Open Library API, Bibo Ontology and Digital Bibliographies

I bet we're going to want to fiddle with the Open Library API and the Bibo Ontology in the context of the Pleiades bibliography application (and some others we're thinking about, like a next-generation Checklist of Editions for papyri and the like).
  • Seek and get digital books from the Open Library.
  • Use Bibo in other-than-html serializations of the underlying MODS records, and maybe even microformatishly in the HTML version. (We already use COinS -- for interop with Zotero -- but it's lossy, ungainly and suboptimally human-readable).
Thanks to Dave Pattern (via planet code4lib) for the pointer to the OA API).

Uptime

Now back up and running: all public-facing services hosted on atlantides.org (including the Concordia website, the Pleiades development environment, the Atlantides feed aggregators and the inscriptol mercurial repository) are up and running.

Tuesday, May 6, 2008

Downtime

Update (0855 EDT, 13 May): at present the server is down; individual services, beginning with Concordia, will come back up as they are reinstalled over the course of today.

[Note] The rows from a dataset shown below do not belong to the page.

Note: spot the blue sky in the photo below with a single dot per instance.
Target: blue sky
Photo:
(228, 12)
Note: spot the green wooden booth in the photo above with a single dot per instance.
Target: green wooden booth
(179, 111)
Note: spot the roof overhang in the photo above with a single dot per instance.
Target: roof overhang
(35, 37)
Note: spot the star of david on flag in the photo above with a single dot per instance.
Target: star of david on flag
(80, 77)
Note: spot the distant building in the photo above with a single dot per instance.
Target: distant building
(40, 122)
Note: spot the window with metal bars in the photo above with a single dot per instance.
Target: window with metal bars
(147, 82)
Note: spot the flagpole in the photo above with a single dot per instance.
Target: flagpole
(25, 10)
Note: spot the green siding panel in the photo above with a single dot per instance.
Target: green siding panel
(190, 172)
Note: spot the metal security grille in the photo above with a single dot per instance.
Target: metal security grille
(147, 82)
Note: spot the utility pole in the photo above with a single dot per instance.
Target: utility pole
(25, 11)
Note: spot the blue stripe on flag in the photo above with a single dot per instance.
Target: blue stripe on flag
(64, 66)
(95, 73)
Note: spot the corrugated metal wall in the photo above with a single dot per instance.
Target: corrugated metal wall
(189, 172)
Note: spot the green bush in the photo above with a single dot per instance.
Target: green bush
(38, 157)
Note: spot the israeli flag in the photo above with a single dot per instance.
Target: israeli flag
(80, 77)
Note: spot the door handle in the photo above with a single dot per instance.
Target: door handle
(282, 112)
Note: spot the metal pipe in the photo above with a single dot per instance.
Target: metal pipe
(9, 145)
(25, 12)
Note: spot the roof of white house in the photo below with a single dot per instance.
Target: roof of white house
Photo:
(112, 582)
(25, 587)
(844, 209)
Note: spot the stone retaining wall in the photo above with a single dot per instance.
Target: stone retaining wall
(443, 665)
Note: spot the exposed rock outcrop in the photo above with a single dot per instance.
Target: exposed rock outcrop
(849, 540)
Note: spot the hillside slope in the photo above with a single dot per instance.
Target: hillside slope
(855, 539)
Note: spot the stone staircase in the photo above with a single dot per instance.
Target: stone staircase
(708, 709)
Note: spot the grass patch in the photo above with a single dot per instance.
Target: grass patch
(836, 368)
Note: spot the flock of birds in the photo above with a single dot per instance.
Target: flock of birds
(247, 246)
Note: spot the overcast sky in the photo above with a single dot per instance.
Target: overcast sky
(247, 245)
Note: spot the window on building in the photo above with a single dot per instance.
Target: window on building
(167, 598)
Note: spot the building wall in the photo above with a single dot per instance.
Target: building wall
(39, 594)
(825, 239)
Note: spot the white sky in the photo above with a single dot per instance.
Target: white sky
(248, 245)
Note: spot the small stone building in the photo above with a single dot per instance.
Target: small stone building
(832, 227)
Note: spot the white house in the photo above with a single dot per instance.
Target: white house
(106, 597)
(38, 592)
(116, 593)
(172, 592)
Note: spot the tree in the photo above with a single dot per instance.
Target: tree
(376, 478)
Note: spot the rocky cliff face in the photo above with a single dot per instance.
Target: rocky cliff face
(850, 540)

It's time for a server operating system upgrade, so atlantides.org will be down today (6 May 2008), between noon and 8:00 p.m. U.S. Eastern time (GMT/UTC + 5). The length of the outage is likely to be shorter than this window. The Atlantides feed aggregators, as well as the Pleiades and Concordia development environments will be inaccessible during this upgrade. pleiades.stoa.org will remain up and accessible throughout.

Thursday, May 1, 2008

Sharing the road

So, you find yourself in a free-wifi coffeeshop (or similar venue), where you're sharing bandwidth with others. You have a bunch of really big files that you need to transfer to a remote server so collaborators can get at them. You know that upload speed at your location is throttled pretty aggressively (my usual haunt has Bell South DSL, and I've never seen a big upload average higher than 48Kbps). So, it's likely that if you blast that stuff out it'll slow everybody in the venue (I tried. It did.).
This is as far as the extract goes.